7. RSL 1.0 (Responsible Source Licensing)
RSL 1.0 is an emerging framework for declaring how AI models may use your content:
| License Level | Meaning |
|---|---|
| RSL-Open | Content may be used for training and cited in AI outputs |
| RSL-Cite | Content may be used if proper attribution/citation is provided |
| RSL-NoTrain | Content may be cited in search results but not used for model training |
| RSL-Restrict | Content may not be used for training or direct citation |
Implement via meta tag:
<meta name="rsl" content="RSL-Cite">
Or via HTTP header:
X-RSL: RSL-Cite
Platform Specific Optimization
Google AI Overviews (AIO)
- Triggered primarily by informational and "how to" queries
- Sources from top-ranking pages (traditional SEO still matters)

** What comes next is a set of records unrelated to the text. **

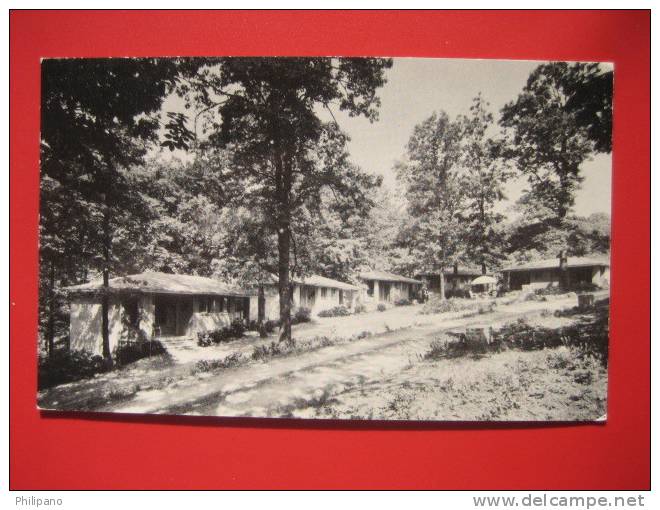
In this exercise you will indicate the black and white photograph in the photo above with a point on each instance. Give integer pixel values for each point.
(325, 238)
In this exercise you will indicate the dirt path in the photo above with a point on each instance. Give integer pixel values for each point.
(278, 386)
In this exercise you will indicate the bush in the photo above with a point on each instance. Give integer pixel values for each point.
(68, 366)
(458, 293)
(230, 361)
(271, 326)
(301, 315)
(234, 330)
(437, 305)
(337, 311)
(133, 351)
(237, 328)
(266, 351)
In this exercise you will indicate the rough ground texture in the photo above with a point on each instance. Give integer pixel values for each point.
(382, 376)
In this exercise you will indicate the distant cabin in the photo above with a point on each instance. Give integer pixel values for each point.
(150, 305)
(384, 287)
(458, 280)
(317, 293)
(548, 272)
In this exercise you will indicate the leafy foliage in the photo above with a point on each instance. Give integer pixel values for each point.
(545, 139)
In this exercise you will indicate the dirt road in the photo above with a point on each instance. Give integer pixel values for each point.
(281, 385)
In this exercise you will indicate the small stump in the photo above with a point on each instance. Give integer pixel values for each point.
(478, 336)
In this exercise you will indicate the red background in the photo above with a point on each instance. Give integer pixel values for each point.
(92, 451)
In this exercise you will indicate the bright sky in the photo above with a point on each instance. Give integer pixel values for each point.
(416, 87)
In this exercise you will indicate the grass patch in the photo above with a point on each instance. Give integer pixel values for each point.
(588, 338)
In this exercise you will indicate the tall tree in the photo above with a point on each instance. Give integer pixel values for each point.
(589, 89)
(431, 176)
(545, 140)
(483, 174)
(96, 117)
(269, 114)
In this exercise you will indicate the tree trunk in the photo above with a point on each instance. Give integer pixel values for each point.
(261, 311)
(284, 245)
(50, 331)
(105, 297)
(442, 284)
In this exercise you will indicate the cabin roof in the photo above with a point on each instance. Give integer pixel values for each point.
(462, 271)
(318, 281)
(386, 277)
(151, 282)
(554, 264)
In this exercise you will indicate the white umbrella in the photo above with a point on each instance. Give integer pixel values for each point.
(483, 280)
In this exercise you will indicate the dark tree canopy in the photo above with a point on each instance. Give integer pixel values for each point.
(546, 142)
(266, 112)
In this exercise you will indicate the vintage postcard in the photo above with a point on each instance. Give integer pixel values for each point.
(325, 238)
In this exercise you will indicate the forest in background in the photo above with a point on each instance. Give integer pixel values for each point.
(267, 187)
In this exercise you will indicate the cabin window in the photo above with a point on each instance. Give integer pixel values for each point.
(130, 306)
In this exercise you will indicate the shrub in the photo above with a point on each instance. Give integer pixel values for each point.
(266, 351)
(458, 293)
(234, 330)
(301, 315)
(230, 361)
(68, 366)
(437, 305)
(337, 311)
(271, 326)
(132, 351)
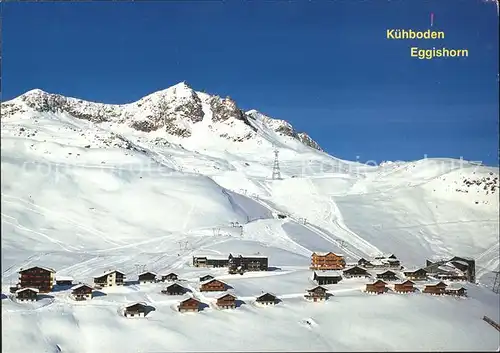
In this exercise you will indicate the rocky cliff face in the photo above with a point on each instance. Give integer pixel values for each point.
(174, 110)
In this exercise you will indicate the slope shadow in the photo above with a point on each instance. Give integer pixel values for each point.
(97, 294)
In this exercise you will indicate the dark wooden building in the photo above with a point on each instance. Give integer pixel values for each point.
(355, 271)
(267, 299)
(226, 301)
(459, 292)
(416, 275)
(64, 281)
(109, 279)
(316, 294)
(327, 277)
(174, 289)
(387, 275)
(467, 265)
(41, 278)
(377, 287)
(437, 289)
(241, 264)
(365, 263)
(82, 292)
(405, 287)
(171, 277)
(190, 304)
(136, 310)
(206, 278)
(209, 261)
(213, 285)
(147, 277)
(27, 294)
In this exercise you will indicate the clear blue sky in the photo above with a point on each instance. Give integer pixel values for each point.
(325, 66)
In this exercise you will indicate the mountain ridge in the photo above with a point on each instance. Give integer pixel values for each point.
(176, 110)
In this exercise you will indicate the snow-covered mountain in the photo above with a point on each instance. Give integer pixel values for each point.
(178, 111)
(89, 186)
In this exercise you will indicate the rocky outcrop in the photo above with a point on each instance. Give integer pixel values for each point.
(174, 110)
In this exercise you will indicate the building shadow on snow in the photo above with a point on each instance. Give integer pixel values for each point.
(239, 303)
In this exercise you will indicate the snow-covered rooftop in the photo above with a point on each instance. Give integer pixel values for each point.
(106, 273)
(27, 288)
(329, 273)
(80, 286)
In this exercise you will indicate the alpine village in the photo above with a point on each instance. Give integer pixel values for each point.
(382, 274)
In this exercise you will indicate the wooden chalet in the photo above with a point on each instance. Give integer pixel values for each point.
(377, 287)
(109, 279)
(405, 287)
(355, 271)
(213, 285)
(147, 277)
(451, 276)
(64, 281)
(41, 278)
(210, 261)
(437, 289)
(365, 263)
(82, 292)
(206, 278)
(171, 277)
(27, 294)
(243, 263)
(174, 289)
(327, 261)
(387, 275)
(136, 310)
(416, 275)
(459, 292)
(226, 301)
(267, 299)
(190, 304)
(327, 277)
(316, 294)
(385, 256)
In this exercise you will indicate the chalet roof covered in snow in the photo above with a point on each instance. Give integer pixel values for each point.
(328, 273)
(81, 285)
(134, 304)
(41, 267)
(27, 288)
(253, 256)
(147, 272)
(107, 273)
(324, 253)
(211, 280)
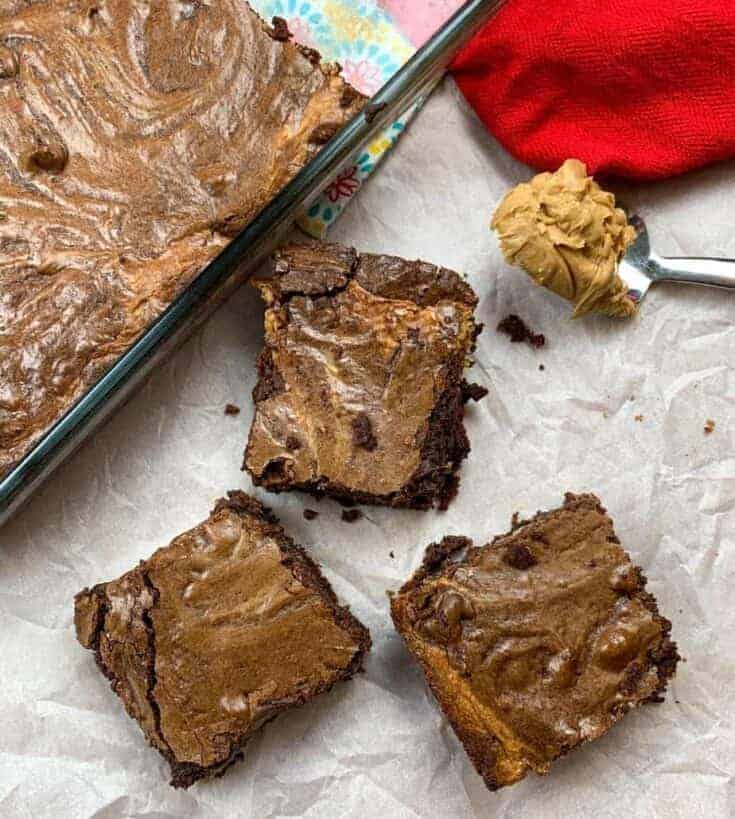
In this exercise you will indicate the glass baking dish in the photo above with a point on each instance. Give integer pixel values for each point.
(241, 257)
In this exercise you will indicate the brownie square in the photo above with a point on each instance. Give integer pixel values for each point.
(537, 642)
(218, 633)
(361, 393)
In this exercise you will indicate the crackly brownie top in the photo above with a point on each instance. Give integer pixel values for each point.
(359, 349)
(134, 139)
(546, 635)
(217, 632)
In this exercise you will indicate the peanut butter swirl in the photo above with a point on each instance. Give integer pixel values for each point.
(216, 634)
(537, 642)
(564, 230)
(135, 139)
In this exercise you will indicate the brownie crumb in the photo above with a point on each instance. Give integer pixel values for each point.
(323, 133)
(362, 432)
(519, 557)
(279, 30)
(351, 515)
(473, 392)
(292, 443)
(516, 329)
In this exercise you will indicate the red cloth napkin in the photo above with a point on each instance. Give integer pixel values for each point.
(641, 89)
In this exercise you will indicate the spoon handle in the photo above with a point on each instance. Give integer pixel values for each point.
(709, 272)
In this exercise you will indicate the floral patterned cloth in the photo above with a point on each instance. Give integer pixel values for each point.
(364, 40)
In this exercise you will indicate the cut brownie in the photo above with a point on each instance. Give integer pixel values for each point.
(218, 633)
(537, 642)
(361, 393)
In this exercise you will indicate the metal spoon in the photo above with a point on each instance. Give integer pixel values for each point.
(640, 268)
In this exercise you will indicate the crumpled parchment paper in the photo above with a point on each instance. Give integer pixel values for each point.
(378, 746)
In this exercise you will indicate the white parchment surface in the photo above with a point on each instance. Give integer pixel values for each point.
(378, 746)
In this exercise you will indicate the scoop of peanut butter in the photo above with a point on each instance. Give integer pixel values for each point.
(567, 234)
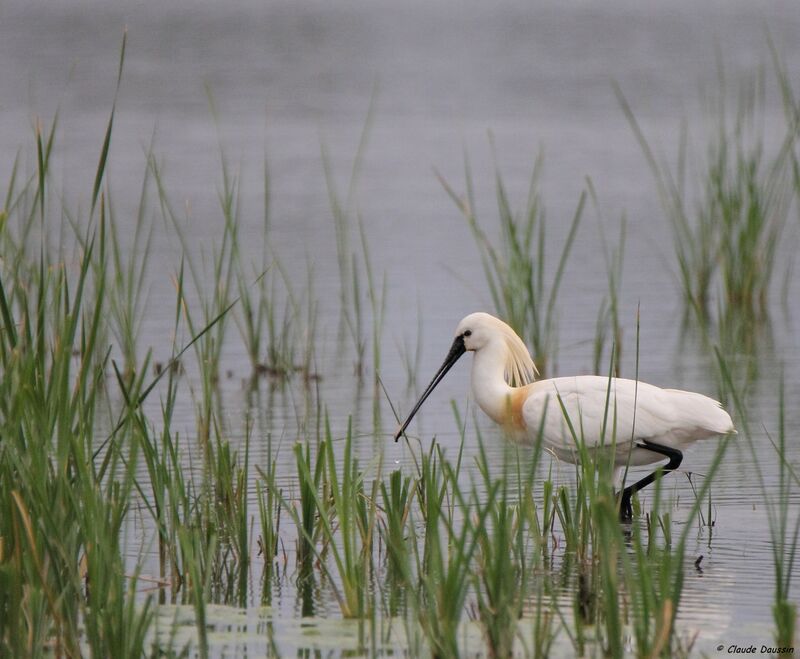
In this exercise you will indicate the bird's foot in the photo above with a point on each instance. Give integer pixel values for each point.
(625, 508)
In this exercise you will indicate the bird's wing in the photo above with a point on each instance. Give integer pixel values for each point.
(601, 411)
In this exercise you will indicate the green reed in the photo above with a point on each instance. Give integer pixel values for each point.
(727, 229)
(515, 269)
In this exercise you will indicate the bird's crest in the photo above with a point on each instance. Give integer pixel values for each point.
(520, 369)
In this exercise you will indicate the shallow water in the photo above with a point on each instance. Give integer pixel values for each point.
(287, 77)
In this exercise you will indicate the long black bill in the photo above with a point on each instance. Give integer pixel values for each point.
(456, 350)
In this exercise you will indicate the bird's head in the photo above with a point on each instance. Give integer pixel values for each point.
(475, 332)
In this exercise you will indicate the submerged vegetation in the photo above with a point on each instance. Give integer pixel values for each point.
(114, 506)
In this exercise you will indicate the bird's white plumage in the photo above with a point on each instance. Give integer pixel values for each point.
(602, 411)
(618, 412)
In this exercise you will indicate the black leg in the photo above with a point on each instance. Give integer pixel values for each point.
(675, 458)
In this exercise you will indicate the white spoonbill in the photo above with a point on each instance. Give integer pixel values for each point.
(649, 423)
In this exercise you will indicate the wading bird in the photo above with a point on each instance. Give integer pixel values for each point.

- Prefers content with clear, factual, well-structured answers
- FAQ sections and definition blocks are frequently pulled
- Structured data (FAQ schema, HowTo schema) increases selection probability
ChatGPT Search
- Uses Bing index as primary data source
- Real-time web browsing via OAI-SearchBot
- Cites specific passages with direct links
- Prefers authoritative, recently updated content
- Strong preference for content with dates and specificity
Perplexity
- Crawls the web independently via PerplexityBot
- Provides inline citations with source numbers
- Prefers concise, factual, well-sourced content
- Strong preference for content that includes statistics and data
- Multiple sources are cited per answer (aim to be one of 3 to 5 sources)
Bing Copilot
- Integrated into Bing search results
- Uses Bing's existing index and ranking signals
- Bing Webmaster Tools optimization carries over
- IndexNow protocol for faster content discovery
- Prefers structured, authoritative content with clear entity relationships
Rules
- ALWAYS optimize for citability first. If a passage cannot stand alone, it will not be cited.

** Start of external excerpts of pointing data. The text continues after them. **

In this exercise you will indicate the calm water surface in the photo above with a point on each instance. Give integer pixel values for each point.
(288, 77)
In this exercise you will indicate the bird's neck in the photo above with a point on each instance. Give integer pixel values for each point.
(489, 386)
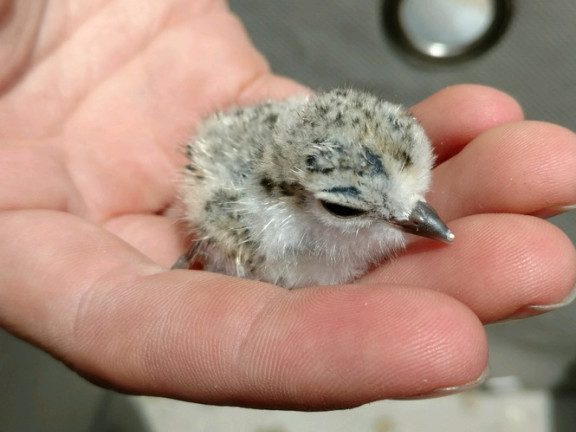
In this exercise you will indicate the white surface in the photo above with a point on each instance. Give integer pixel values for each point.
(526, 411)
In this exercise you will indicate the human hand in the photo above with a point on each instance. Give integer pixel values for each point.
(98, 97)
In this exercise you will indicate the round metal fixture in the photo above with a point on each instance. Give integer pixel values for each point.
(445, 29)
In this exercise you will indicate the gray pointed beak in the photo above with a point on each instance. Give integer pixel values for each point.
(425, 222)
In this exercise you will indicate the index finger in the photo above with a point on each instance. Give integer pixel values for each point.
(455, 115)
(93, 301)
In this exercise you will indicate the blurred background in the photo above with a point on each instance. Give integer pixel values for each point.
(403, 51)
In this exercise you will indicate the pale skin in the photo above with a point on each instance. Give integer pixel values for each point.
(96, 98)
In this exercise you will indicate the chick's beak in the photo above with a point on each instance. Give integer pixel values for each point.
(425, 222)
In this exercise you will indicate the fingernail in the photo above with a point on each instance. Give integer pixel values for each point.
(447, 391)
(530, 310)
(554, 211)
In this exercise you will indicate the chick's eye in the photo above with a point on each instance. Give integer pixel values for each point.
(340, 210)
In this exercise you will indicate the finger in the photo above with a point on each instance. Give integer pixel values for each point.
(94, 302)
(160, 238)
(457, 114)
(34, 176)
(525, 167)
(498, 265)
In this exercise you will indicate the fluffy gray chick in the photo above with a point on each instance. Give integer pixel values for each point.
(308, 191)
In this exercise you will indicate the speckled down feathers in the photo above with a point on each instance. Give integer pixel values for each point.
(257, 175)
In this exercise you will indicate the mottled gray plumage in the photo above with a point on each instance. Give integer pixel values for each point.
(310, 190)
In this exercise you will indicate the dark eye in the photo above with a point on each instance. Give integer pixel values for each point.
(340, 210)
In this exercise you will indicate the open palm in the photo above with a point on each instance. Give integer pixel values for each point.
(98, 98)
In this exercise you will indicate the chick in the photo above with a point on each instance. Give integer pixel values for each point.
(312, 190)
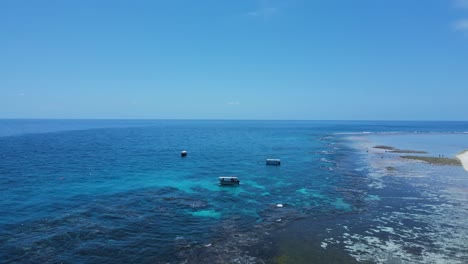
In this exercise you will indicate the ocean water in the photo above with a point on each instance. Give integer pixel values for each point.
(118, 191)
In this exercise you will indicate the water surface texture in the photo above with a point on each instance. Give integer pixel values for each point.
(108, 191)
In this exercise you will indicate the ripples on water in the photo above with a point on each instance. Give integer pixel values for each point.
(124, 194)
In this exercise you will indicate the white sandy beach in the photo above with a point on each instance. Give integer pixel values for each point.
(463, 157)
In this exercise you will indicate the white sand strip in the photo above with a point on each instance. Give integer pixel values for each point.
(463, 157)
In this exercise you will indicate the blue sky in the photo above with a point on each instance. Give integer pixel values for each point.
(244, 59)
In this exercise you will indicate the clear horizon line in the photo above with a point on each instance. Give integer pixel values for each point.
(234, 119)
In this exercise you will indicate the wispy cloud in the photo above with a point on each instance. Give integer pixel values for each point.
(461, 25)
(264, 12)
(461, 3)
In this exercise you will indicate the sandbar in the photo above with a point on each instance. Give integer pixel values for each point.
(463, 157)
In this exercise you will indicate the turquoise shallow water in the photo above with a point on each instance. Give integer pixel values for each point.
(106, 191)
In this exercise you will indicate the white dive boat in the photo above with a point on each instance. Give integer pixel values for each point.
(229, 181)
(273, 162)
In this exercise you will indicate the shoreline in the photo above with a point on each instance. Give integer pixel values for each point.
(463, 157)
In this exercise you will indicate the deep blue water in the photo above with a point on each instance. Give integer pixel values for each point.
(108, 191)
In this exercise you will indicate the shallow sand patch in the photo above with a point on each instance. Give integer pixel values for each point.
(463, 157)
(436, 160)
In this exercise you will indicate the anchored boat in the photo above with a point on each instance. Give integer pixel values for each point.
(229, 181)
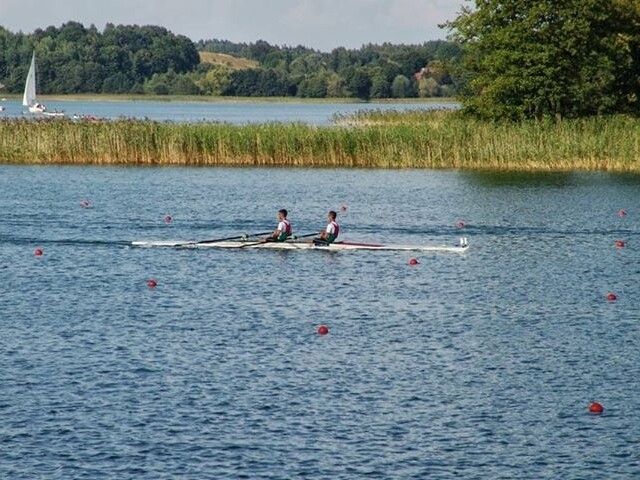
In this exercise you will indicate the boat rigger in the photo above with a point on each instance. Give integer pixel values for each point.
(247, 243)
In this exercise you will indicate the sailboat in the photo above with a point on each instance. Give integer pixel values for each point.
(29, 98)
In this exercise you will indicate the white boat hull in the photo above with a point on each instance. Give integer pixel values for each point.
(334, 247)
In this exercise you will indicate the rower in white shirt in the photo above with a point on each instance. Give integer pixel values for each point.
(283, 230)
(329, 234)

- ALWAYS include specific data points (numbers, percentages, dates) in key paragraphs.
- ALWAYS maintain proper heading hierarchy for machine parsing.
- ALWAYS use multi-modal content (text + tables + images minimum) on important pages.
- ALWAYS allow AI search crawlers (GPTBot, OAI-SearchBot, PerplexityBot, ClaudeBot) in robots.txt unless there is a specific legal or business reason to block them.
- ALWAYS create and maintain an
file at the site root.llms.txt - NEVER sacrifice traditional SEO for GEO. They are complementary, not competing.
- NEVER use AI-generated content without human review and factual verification. AI models deprioritize content that appears auto-generated.
- ALWAYS include author attribution and "last updated" dates on content pages.
- ALWAYS pursue brand mentions on authoritative platforms as a primary authority signal.
- ALWAYS structure FAQ sections as explicit question-and-answer pairs.
- ALWAYS write passages in the 134 to 167 word sweet spot for maximum citability.